Big Time Kill
While it’s probably not a misnomer to call the music made by Boston duo Big Time Kill industrial rock, they don’t fall into major modern schools that sound can be divided into; their music is neither slick cyberpunk, sludgy noise-rock nor indie metal adjacent. Their stuff, especially on new EP Recovery lands somewhere between nervy alternative rock and solid meat and potatoes midwest industrial. Check the slinky bass and drum programming on the title track before the big guitars come in, the track’s swinging groove carrying Adam Schneider’s melodic vocal aloft, recalling The Real Thing era Faith No More and Sister Machine Gun in equal measures. Those comparisons carry over to “Dreams”, although the song’s metallic percussion, mid-tempo programming and distinctly unquantized guitar licks give the track a groovy, moody feel. Where closer “Shallow” feels like the most straightforward of the four tracks, setting up a bouncy bit of drum programming that pushes loud-soft section dynamics, the EP’s second track “Cliché” shows some of the band’s most interesting creative tendencies off; the strummy guitar, halting rhythm section, jazzy breakdowns and lilting vocals that built to a whoa-oh climax aren’t the sort of thing you generally hear in mechanized rock. Then again, that willingness to reach beyond standard industrial rock tropes is what sets Big Time Kill apart.

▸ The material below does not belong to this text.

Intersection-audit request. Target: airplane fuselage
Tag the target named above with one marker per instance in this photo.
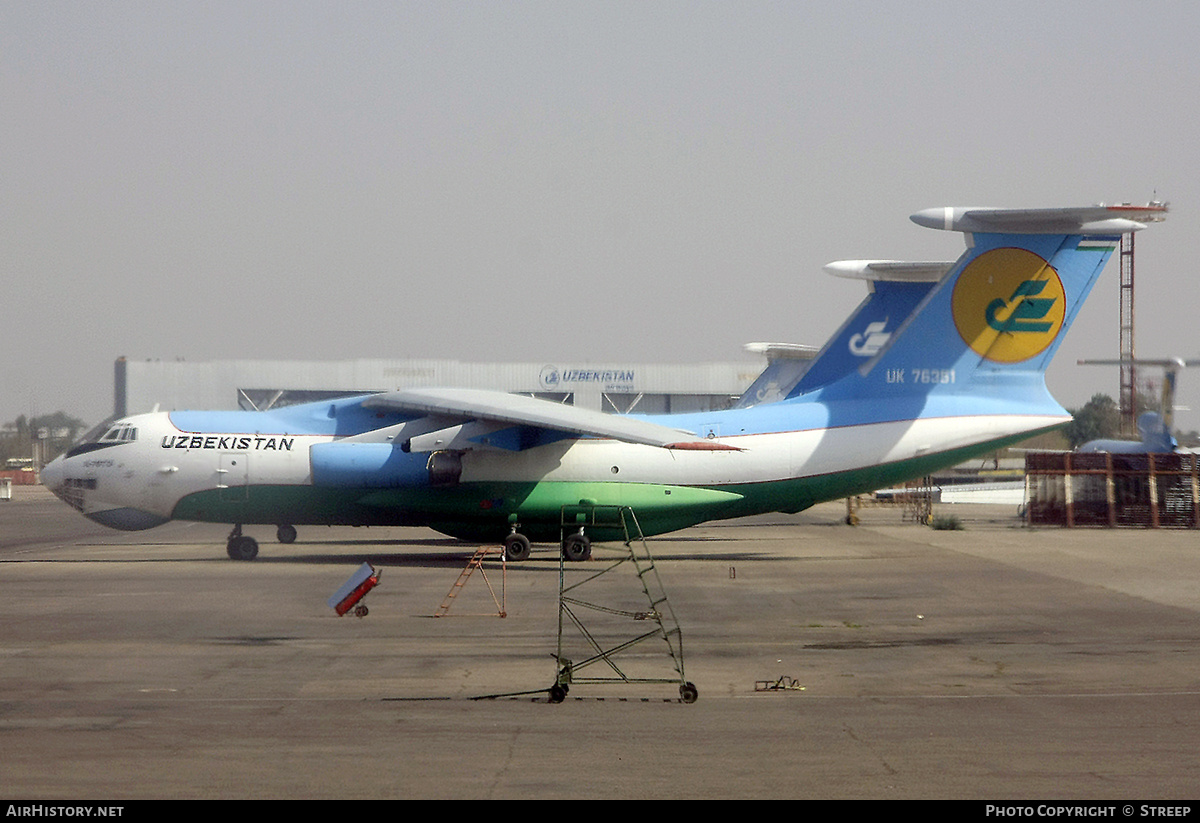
(294, 467)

Those unfamiliar with Jeff Swearengin’s solo project might surmise that Sleep Clinic trades in drone and ambient based on the name alone, and they wouldn’t be half wrong. But the producer, general man about LA, and now fully-fledged member of FLA isn’t boxing himself in, and continues to use the project as a means of taking deep dives into compositional and sound design experimentation. New LP Talus finds Swearengin adding healthy blasts of glitch to his alternately smoothed out and abrasive soundscapes, sending deep space pings and pitch bends swarming through the shadowy bodies of tracks like “[Active]” and “[Active Slipstream]”. The promo copy refers to the record’s engagement with “the concept of memory erosion [through] harmonic content that is stripped off”, and “[Suspension]” and “[Relive]” certainly deliver on that concept, feeling as though they’re built around the halos and patinas of tones cut or muted from the final version, leaving echo and reverb with no source sound. Talus is dense and dark without ever abandoning itself to total chaos.